O que você acha disso?

Prostituta-experiente, casada com viúvo corretíssimo e pai de menino-velho, comete suicídio por amor pelo enteado?

E se eu te disser que o menino, que virou flor na prisão, corneava o pai com a madrasta, explorava-a emcionalmente e no final foge com o ladrão boliviano?

A princípio, parece bizarro. É Nelson Rodrigues. O nome da peça não revelo. Vi o filme, de 1973, do Arnaldo Jabor, roteiro dele, também. Magistral.

Fico pensando com que antena Nelson captava tamanha perversidade no seio da sociedade carioca. Não é fácil, ler, assim, nas entrelinhas, os desejos mais íntimos, inconscientes e inconfessáveis das pessoas, independente de sua classe social, ideologia ou religião.

Demasiadamente verossímel, porque humano. Profundamente humano.

É soco atrás de soco no estômago. E gosto cada vez mais.

quinta-feira, 20 de dezembro de 2007

Nelson e o apartamento de Billy Wilder

Sincronicidade total: mergulhada até o pescoço em Nelson Rodrigues e o filme “O apartamento”, de Billy Wilder, que estamos analisando, no curso. De que vão, especificamente, o filme e muitíssimos dos contos de Nelson: encontros, digamos, amorosos e furtivos, em apartamentos de terceiros.

No Brasil, a coluna “A vida como ela é” começou a ser publicada em 1950, e em 1961 foi publicada a primeira impressão do livro de mesmo nome, que reunia os textos dos primeiros anos, escolhidos pelo próprio autor. São cem contos. Variam basicamente sobre o mesmo tema: o lado obscuro da classe média brasileira, a perversidade, complexos de classe, de raça, de sexo (mas quase nunca de gênero, ainda tabuzésimo), traumas pessoais e familiares não resolvidos e tudo de mais moralmente escabroso naquele tempo.

Nunca havia lido nada de Nelson Rodrigues. Estou devorando o livro, que, confesso, em alguns momentos, pode se tornar até um pouco sufocante. Mas é inegável a intensidade, o excesso de dramaticidade e humor dos diálogos, que, apesar de literalmente anacrônicos, são verossímeis até hoje.

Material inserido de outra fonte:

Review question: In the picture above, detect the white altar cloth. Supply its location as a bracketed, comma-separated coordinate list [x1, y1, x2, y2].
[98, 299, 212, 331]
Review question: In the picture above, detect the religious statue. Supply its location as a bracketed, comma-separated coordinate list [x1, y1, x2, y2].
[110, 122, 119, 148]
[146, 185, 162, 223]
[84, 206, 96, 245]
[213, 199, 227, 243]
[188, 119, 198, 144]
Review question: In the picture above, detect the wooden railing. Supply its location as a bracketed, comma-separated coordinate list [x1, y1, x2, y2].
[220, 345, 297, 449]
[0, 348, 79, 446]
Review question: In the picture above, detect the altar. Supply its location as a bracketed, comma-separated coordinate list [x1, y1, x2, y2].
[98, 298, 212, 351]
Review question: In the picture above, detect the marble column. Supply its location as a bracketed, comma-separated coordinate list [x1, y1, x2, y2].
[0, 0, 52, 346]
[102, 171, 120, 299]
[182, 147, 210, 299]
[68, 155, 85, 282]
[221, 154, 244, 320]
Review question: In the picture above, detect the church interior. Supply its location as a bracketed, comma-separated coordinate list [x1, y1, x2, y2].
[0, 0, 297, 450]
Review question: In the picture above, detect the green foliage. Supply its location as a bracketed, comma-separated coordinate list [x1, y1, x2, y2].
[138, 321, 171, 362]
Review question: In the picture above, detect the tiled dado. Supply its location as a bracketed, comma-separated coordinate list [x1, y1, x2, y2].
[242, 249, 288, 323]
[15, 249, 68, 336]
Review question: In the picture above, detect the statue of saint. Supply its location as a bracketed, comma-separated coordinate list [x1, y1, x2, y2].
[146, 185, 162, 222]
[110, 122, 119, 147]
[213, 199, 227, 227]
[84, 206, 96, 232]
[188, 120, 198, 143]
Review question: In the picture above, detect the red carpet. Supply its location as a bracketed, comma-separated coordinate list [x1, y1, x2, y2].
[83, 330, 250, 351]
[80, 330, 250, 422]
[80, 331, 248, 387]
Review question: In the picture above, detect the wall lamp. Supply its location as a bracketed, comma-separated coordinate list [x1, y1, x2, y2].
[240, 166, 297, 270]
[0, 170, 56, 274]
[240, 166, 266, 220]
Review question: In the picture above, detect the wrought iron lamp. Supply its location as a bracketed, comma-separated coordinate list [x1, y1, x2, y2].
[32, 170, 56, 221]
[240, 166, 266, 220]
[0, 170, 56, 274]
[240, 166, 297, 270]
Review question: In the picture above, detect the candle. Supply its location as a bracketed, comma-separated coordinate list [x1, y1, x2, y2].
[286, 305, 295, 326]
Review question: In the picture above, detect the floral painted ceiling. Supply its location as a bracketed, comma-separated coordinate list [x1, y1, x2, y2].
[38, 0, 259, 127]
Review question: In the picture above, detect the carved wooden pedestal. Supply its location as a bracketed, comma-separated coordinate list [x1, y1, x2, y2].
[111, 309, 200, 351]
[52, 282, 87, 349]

“O apartamento” é sobre um cara que quer ascender na empresa onde trabalha e para isso sujeita-se a emprestar a própria casa para que seus superiores na empresa encontrem suas amantes. Nunca soube de que se tratava o filme. Mas qual não foi minha surpresa ao perceber, já de saída, que o tal apartamento em Nova York nada mais é do que o correspondente da infalível garçonniére dos contos de Nelson, típicos no Rio de Janeiro daquela época. O casado suburbano quer comer a mulher respeitável-menina de família-dona qualquer em um lugar em que a possa impressionar-enrolar-comer (e, claro estar a sós com ela). Aonde ir... Ao apartamento alugado especialmente para encontros, quase sempre emprestado do amigo.

O filme seria a continuação dessa primeira “cena” do livro, só que vista de dentro do apartamento, por seu próprio dono e pelos vizinhos, que parecem não contar, mas têm importância no desenrolar das histórias. Eles fazem um juízo de moral de quem tem ou vai a uma garçonnière, suas idéias sobre o tal dono do apê projetam para o espectador de que maneira ele é visto socialmente por seus convivas. Nelson só pincelava essa perspectiva. Tocava a onça e saía fora, digamos.

Duas obras que se entrelaçaram em minha mente e me fizeram pensar a fundo, pela primeira vez, em uma garçonnière, seu uso e as conseqüências do que se desenrolava ali, para tantas pessoas e suas famílias. Tenho a impressão de que, hoje em dia, isso anda meio demodê. As pessoas transam mais livremente, onde têm vontade, com quem têm vontade,e principalmente, pagam para isso, se preciso for. Para bem e para mal, vivemos os anos de escapada fast-food, e também a culpa se tornou descartável. Utiliza-se a gosto e cabe ao próprio dono saber se a mantém ou não.